Each variety was hand-harvested when optimum ripeness occurred for a given grape. After selecting the best grapes from each bunch, the grapes macerate with their juice for 4 days at 6ºC (43°F) for greater fruit expression. After that fermentation is carried out at a temperature of 27ºC (81°F). Maceration and skin contact lasts for 25 days. Malolactic fermentation then takes place, half in oak barrels and half in stainless steel tanks; after which the wine is aged for 13 months in 85% French and 15% American oak.  It contains 14% alcohol.

Pairing suggestions include a rare beef cheddar burger, but the wine’s fresh black and blue fruits will pair even better with a lamb or turkey burger with a slice of Jarlsberg. If grilling sausages, go toward sweet pork and veal rather than spicy beef dishes. White meat also pairs well with Sa Natura due to its inherently sweeter character and also is a good match for meat dishes in mushroom sauce.

The 2011 earned 92 points from Wine Enthusiast & was an Editor’s Choice; prior vintages all earned 90+ points from Robert Parker and others.

Portal Tinto
Pinol, Portal Tinto labelThis wine is made from certified organically-grown grapes, from which 3,050 cases were produced for the 2012 vintage. The vines are head-pruned, dry-farmed (no irrigation), and grow in limestone and clay soil. The vineyards are located within Batea, a town at an elevation of 450 m (1,476 ft).

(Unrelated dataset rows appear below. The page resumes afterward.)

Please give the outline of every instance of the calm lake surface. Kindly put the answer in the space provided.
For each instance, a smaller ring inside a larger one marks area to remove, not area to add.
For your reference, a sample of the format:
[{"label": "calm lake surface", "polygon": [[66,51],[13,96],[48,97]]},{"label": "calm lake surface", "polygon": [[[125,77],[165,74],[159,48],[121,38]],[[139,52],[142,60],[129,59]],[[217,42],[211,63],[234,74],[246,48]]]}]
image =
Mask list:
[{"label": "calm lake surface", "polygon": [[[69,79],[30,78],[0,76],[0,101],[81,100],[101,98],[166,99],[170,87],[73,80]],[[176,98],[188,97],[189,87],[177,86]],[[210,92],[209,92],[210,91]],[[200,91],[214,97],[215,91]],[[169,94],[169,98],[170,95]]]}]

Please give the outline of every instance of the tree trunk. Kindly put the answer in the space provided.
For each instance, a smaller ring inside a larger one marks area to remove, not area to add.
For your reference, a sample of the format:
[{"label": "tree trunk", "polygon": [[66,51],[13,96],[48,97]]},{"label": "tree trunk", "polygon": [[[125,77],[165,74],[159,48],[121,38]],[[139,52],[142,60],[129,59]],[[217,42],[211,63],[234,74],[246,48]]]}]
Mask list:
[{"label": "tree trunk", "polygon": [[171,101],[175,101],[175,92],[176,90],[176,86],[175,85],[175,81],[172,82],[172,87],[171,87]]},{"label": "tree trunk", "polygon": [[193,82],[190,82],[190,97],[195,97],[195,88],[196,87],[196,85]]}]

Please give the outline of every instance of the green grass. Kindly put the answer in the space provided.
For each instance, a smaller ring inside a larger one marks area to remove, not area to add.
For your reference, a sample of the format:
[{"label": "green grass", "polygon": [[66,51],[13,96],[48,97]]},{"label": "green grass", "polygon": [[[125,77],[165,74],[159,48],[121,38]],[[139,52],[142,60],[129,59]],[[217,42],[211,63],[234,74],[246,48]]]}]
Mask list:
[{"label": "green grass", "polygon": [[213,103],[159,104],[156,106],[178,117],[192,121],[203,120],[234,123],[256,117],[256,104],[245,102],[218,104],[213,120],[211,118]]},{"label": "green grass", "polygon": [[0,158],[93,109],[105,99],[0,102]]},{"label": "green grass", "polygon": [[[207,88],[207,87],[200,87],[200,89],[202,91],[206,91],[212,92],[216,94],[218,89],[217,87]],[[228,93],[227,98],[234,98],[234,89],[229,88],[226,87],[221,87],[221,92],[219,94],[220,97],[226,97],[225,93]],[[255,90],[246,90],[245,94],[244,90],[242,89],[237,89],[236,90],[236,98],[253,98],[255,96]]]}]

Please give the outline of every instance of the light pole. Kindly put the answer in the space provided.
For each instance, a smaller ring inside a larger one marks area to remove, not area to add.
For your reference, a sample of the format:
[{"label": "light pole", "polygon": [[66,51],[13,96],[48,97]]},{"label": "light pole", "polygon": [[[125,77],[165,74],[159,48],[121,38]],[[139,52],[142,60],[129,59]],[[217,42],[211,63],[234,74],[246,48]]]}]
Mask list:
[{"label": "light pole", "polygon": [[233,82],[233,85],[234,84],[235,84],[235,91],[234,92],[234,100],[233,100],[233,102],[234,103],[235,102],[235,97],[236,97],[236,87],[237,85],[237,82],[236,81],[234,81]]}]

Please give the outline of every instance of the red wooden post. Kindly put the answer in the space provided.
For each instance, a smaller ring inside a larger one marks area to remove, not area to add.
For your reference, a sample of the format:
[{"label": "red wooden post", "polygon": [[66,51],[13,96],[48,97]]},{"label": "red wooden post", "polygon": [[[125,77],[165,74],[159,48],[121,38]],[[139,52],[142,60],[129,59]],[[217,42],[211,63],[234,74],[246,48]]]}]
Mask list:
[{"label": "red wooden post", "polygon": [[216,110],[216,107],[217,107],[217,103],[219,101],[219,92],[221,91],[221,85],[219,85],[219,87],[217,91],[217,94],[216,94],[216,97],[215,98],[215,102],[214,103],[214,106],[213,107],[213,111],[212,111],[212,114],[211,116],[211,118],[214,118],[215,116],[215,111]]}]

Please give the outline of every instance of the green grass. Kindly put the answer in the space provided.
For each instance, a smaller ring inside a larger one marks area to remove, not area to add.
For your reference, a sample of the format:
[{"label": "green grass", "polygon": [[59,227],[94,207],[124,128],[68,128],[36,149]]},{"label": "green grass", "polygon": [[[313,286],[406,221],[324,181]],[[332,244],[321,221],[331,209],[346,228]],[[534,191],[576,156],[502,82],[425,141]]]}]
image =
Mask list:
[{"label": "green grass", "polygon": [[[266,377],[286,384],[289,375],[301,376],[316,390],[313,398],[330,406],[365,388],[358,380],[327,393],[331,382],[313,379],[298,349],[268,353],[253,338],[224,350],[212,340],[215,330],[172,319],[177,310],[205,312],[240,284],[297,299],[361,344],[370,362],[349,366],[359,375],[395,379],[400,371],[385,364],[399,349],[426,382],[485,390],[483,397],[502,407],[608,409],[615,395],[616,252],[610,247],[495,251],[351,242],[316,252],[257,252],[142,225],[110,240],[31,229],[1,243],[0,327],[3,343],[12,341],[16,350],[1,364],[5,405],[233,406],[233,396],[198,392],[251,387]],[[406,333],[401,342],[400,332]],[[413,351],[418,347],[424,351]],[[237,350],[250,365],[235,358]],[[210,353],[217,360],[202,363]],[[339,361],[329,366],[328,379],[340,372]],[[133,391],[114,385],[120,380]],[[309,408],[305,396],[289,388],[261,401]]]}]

The wine is comprised by 50% Garnacha, 20% Carignan, 10% Merlot, 10% Syrah, and 10% Tempranillo.

According to the Olé Website, “the grapes are brought to the winery in the early morning hours before being de-stemmed and crushed. Prior to fermentation, the must is macerated at a cool temperature (43°F) for four days in large tanks of 5,000-10,000 liter capacity. Fermentation starts [by] utilizing neutral yeasts from Levuline (used mostly in Champagne) and the skins mix with the juice for 22-28 days. Malolactic fermentation takes place in stainless steel tanks. The wine is aged for twelve months in 300-liter French and American oak barrels.”
Portal Red is dark ruby-colored, while the aroma reveals minerality, cedar, tobacco, cassis, and black fruit. Ripe and fruit-sweet on the palate, with licorice, dried herbs and mineral notes, ending with a long, fruity finish. It should remain enjoyable for a few more years.
This wine’s ripe, juicy character is very easy to pair with foods like casual American fare (burgers, wrap sandwiches, burritos), spicy Latino dishes, as well as aged hard cheeses.

Mather Teresina Red
Pinol, Portal Tinto vineyardA vineyard from which the Mather Terisina wines are sourced.

This is Piñol’s premiere wine, made from a selection of the best barrels of Garnatxa (50%), Cariñena (30%) and Morenillo (20%) of the 2008 vintage, resulting in a limited production of 7,750 bottles, of which over 1,400 were imported by Olé to the United States. The vines, by the way, are anywhere from 35 to 60 years old. The wines spent 20 – 24 months in 85% French and 15% in new American oak barrels and fined with no animal products, so it can be considered a vegan wine. Its alcohol content is 14.85%.

This wine has high-pitched aromas of red fruits, wet stones and spices. With acidity that lends a “nervous” character to the fruit in the mouth, the wine’s tannins are substantial but fine grained. This is a wine of roundness, volume, depth and great length and should be enjoyed with dishes like pheasant, duck, venison, fois gras, roast pork, and aged hard cheeses.

Among the awards won by Mather Teresina, Vinum Magazine (Germany) has lauded it as one of the best wines in Spain, alongside the prestigious Vega Sicilia.  Robert Parker gave Mather Teresina 92 points in his Wine Advocate magazine.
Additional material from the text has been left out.